Dagenais’s mind worked fast. He looked through the window at his agents, now all on their feet. Staring in. Alert. Ready. He’d long regretted that window and the lack of privacy. Now it just might save his ass.

Dagenais did a quick calculation. Six of them. Heavily armed. Seven if he counted himself. Three of Gamache’s people, including the unarmed Chief Inspector.

“On what charge?”

“Give me your weapon,” demanded Gamache.

Dagenais hesitated, then pulled it out of its holster. Chernin moved, but Gamache signaled her to stand fast.

Gamache hadn’t told Beauvoir what this was about.
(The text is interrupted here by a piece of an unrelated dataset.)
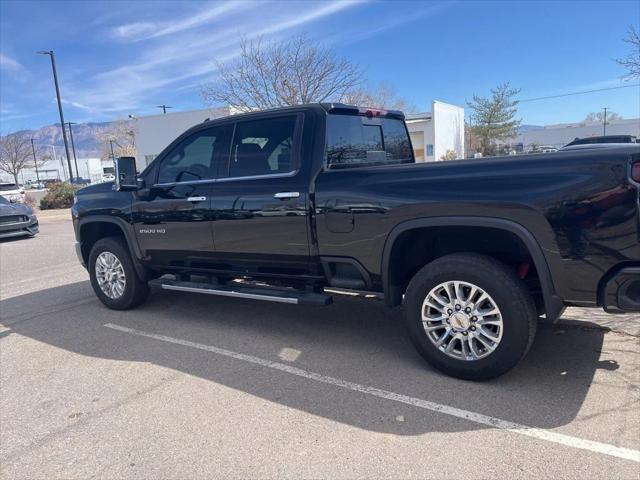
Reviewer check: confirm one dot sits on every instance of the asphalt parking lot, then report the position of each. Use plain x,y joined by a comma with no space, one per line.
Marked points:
191,386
He’d been silent on the drive over to the station, though he had exchanged a few words with Chernin. Orders.

Now Beauvoir saw why they were so silent. So strained.

The picture on the captain’s desk showed the station commander clearly naked. Clearly nearing the climax of a sexual act. An act performed in that dim, filthy root cellar. Performed on …

Jean-Guy felt like retching.

How could anyone…?

His eyes traveled from the photograph to Dagenais’s gun. Still in Dagenais’s hand. Not actually pointed at Gamache, but close.

Beauvoir could feel his own, cold to the touch, under his hand but still in its holster.

Why wouldn’t Gamache let them draw them out? Because, Beauvoir suddenly realized, Gamache didn’t know the captain like he did. The man was a tyrant, running the isolated detachment as though it were his own personal army. He commanded, demanded, absolute loyalty. Which Beauvoir refused to give.

Which was why he’d been isolated in the basement, as though he were the contagion. Not because he was a rotten Sûreté officer, but because he was a good one.

Though he didn’t turn to look, Jean-Guy could feel the presence of the other agents in the outer room. Waiting for a signal from Dagenais.

Beauvoir knew their loyalties. Gamache did not.

This was not, Agent Beauvoir knew, going to end well.